21 February 2011
The UNEP Report
The report, Towards a Green Economy: Pathways to Sustainable Development and Poverty Eradication, focuses on 10 key economic sectors seen as driving the defining trends of the transition to a clean energy economy. According to the report, "to transition successfully to a green economy the importance of adequate and favourable enabling conditions cannot be overemphasized. The latter includes appropriate domestic fiscal measures and policy reforms, international collaboration through trade, aid, market infrastructure, and capacity-building support." These are described and addressed, along with steps necessary to mobilize finance for a green economy transition, in the final sections of this Synthesis for Policy Makers.
Pathways to Sustainable Development and Poverty Eradication
Nairobi/World — Investing two per cent of global GDP into ten key sectors can kick-start a transition towards a low carbon, resource efficient "green economy" a new report launched today says.
The sum, currently amounting to an average of around $1.3 trillion a year and backed by forward-looking national and international policies, would grow the global economy at around the same rate if not higher than those forecast, under current economic models.
But, without rising risks, shocks, scarcities and crises increasingly inherent in the existing, resource-depleting, high carbon ‘brown’ economy, says the study.

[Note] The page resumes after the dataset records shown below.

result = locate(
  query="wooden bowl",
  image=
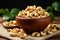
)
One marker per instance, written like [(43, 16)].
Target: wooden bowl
[(30, 25)]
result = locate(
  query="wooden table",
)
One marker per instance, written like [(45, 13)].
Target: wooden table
[(57, 20)]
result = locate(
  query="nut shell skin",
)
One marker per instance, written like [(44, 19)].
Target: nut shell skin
[(30, 25)]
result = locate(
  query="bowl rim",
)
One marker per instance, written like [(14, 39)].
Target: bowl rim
[(32, 18)]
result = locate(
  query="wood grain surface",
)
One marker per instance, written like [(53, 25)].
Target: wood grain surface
[(57, 21)]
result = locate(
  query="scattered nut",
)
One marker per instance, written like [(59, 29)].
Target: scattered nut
[(36, 34), (13, 34), (33, 12), (10, 24), (21, 35)]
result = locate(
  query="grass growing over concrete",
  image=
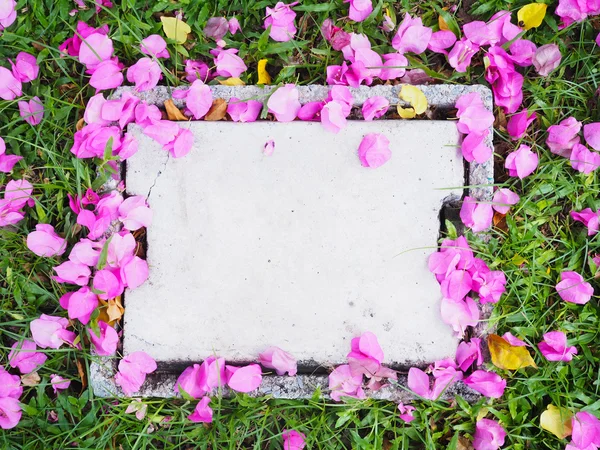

As such, it comprehensively challenges the myth of a trade-off between environmental investments and economic growth and instead points to a current "gross misallocation of capital."
The report sees a green economy as not only relevant to more developed economies but as a key catalyst for growth and poverty eradication in developing ones too, where in some cases close to 90 per cent of the GDP of the poor is linked to nature or natural capital such as forests and freshwaters.
It cites India, where over 80 per cent of the $8 billion National Rural Employment Guarantee Act, which underwrites at least 100 days of paid work for rural households, is invested in water conservation, irrigation and land development.
This has generated three billion working days-worth of employment benefiting close to 60 million households. Two per cent of the combined GDP of Cambodia, Indonesia, the Philippines and Vietnam is currently lost as a result of water-borne diseases due to inadequate sanitation.
Policies that re-direct over a tenth of a per cent of global GDP per year can assist in not only addressing the sanitation challenge but conserve freshwater by reducing water demand by a fifth by 2050 compared to projected trends.
The report has modeled the outcomes of policies that redirect around $1.3 trillion a year into green investments and across ten key sectors—roughly equivalent to two per cent of global GDP. To place this amount in perspective, it is less than one-tenth of the total annual investment in physical capital.
Currently, the world spends between one and two per cent of global GDP on a range of subsidies that often perpetuate unsustainable resources use in areas such as fossil fuels, agriculture, including pesticide subsidies, water and fisheries.
Many of these are contributing to environmental damage and inefficiencies in the global economy, and phasing them down or phasing them out would generate multiple benefits while freeing up resources to finance a green economic transition.
Key Findings
- Investing just 2% of global GDP into ten key sectors can kick-start a transition towards a low-carbon, resource-efficient economy.
- Greening the economy not only generates growth, and in particular gains in natural capital, but it also produces a higher growth in GDP and GDP per capita.
- A green economy values and invests in natural capital.
- A green economy can contribute to poverty alleviation.
- In a transition to a green economy, new jobs will be created, which over time exceed the losses in “brown economy” jobs.
- Prioritizing government investment and spending in areas that stimulate the greening of economic sectors is on the critical path.
- The scale of financing required for a green economy transition is substantial, but an order of magnitude smaller than annual global investment.
- The move towards a green economy is happening on a scale and at a speed never seen before.
- It is expected to generate as much growth and employment – or more – compared to the current business as usual scenario, and it outperforms economic projections in the medium and long term, while yielding significantly more environmental and social benefits.